IEEE J Biomed Health Inform. 2020 Jan;24(1):235-246. doi: 10.1109/JBHI.2019.2899218. Epub 2019 Feb 13.
The diagnosis of type 2 diabetes (T2D) at an early stage has a key role for an adequate T2D integrated management system and patient's follow-up. Recent years have witnessed an increasing amount of available electronic health record (EHR) data and machine learning (ML) techniques have been considerably evolving. However, managing and modeling this amount of information may lead to several challenges, such as overfitting, model interpretability, and computational cost. Starting from these motivations, we introduced an ML method called sparse balanced support vector machine (SB-SVM) for discovering T2D in a novel collected EHR dataset (named Federazione Italiana Medici di Medicina Generale dataset). In particular, among all the EHR features related to exemptions, examination, and drug prescriptions, we have selected only those collected before T2D diagnosis from an uniform age group of subjects. We demonstrated the reliability of the introduced approach with respect to other ML and deep learning approaches widely employed in the state-of-the-art for solving this task. Results evidence that the SB-SVM overcomes the other state-of-the-art competitors providing the best compromise between predictive performance and computation time. Additionally, the induced sparsity allows to increase the model interpretability, while implicitly managing high-dimensional data and the usual unbalanced class distribution.
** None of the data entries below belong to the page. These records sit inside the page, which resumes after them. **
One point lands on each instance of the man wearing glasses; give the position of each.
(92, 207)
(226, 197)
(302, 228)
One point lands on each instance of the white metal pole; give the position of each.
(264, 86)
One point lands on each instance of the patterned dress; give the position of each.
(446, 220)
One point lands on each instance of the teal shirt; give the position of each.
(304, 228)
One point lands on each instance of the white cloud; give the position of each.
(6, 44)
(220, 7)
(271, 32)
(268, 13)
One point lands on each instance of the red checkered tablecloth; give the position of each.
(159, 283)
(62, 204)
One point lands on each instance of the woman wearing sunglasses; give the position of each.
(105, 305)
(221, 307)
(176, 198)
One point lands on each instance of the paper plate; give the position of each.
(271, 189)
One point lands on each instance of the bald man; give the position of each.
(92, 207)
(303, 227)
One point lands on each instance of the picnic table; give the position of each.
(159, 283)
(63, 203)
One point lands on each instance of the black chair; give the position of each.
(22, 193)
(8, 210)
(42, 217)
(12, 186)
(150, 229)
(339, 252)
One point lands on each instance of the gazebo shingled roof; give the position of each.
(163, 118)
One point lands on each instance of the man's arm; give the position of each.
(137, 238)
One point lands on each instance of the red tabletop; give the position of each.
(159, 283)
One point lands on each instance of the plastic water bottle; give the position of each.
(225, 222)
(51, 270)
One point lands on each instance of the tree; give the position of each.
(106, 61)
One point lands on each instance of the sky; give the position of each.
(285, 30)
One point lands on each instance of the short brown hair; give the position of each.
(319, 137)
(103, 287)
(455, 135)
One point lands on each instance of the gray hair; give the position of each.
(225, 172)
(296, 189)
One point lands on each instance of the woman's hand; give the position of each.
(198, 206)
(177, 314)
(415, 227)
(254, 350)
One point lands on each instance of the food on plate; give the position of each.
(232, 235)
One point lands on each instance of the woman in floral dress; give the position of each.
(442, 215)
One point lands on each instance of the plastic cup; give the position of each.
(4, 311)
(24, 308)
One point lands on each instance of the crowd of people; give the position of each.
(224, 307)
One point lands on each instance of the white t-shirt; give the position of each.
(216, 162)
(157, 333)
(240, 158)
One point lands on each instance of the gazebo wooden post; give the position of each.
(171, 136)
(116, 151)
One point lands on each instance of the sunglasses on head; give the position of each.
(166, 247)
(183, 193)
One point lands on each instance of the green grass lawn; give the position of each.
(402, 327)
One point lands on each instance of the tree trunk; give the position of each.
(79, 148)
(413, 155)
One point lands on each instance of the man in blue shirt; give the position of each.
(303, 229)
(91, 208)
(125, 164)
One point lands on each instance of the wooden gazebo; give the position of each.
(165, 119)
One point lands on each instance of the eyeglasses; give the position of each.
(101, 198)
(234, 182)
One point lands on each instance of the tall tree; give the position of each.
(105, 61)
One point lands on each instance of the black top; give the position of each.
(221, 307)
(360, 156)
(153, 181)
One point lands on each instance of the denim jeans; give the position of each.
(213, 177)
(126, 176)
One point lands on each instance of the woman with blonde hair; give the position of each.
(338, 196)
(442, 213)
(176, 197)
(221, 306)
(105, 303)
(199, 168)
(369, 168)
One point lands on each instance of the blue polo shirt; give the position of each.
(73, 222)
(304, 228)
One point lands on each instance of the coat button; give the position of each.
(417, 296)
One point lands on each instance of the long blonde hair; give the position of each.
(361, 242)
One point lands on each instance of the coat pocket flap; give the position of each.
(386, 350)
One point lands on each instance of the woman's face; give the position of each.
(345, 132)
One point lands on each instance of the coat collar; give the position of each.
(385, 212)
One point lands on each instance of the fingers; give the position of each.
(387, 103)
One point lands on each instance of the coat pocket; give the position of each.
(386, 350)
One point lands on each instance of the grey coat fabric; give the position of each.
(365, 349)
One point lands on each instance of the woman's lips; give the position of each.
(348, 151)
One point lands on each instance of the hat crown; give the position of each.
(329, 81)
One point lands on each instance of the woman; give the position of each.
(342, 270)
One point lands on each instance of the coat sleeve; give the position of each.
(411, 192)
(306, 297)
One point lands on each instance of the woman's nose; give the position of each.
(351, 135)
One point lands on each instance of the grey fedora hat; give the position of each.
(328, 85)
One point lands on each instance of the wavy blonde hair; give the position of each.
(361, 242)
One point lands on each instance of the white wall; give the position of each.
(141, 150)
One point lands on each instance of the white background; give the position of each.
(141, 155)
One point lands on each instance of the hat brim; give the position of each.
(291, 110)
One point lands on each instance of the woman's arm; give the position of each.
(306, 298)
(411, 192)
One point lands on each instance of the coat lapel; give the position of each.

在早期诊断 2 型糖尿病 (T2D) 对于完善的 T2D 综合管理系统和患者随访至关重要。近年来,电子健康记录 (EHR) 数据不断增加,机器学习 (ML) 技术也得到了极大的发展。然而,管理和建模如此大量的信息可能会带来一些挑战,例如过拟合、模型可解释性和计算成本。基于这些动机,我们引入了一种名为稀疏平衡支持向量机 (SB-SVM) 的 ML 方法,用于在一个新收集的 EHR 数据集 (称为意大利全科医生联合会数据集) 中发现 T2D。具体来说,在与豁免、检查和药物处方相关的所有 EHR 特征中,我们只选择了在 T2D 诊断前从一个统一年龄组的受试者中收集的特征。我们证明了所提出的方法相对于其他广泛应用于该任务的 ML 和深度学习方法的可靠性。结果表明,SB-SVM 克服了其他最先进的竞争对手,在预测性能和计算时间之间提供了最佳的折衷。此外,诱导稀疏性允许提高模型的可解释性,同时隐式管理高维数据和常见的不平衡类分布。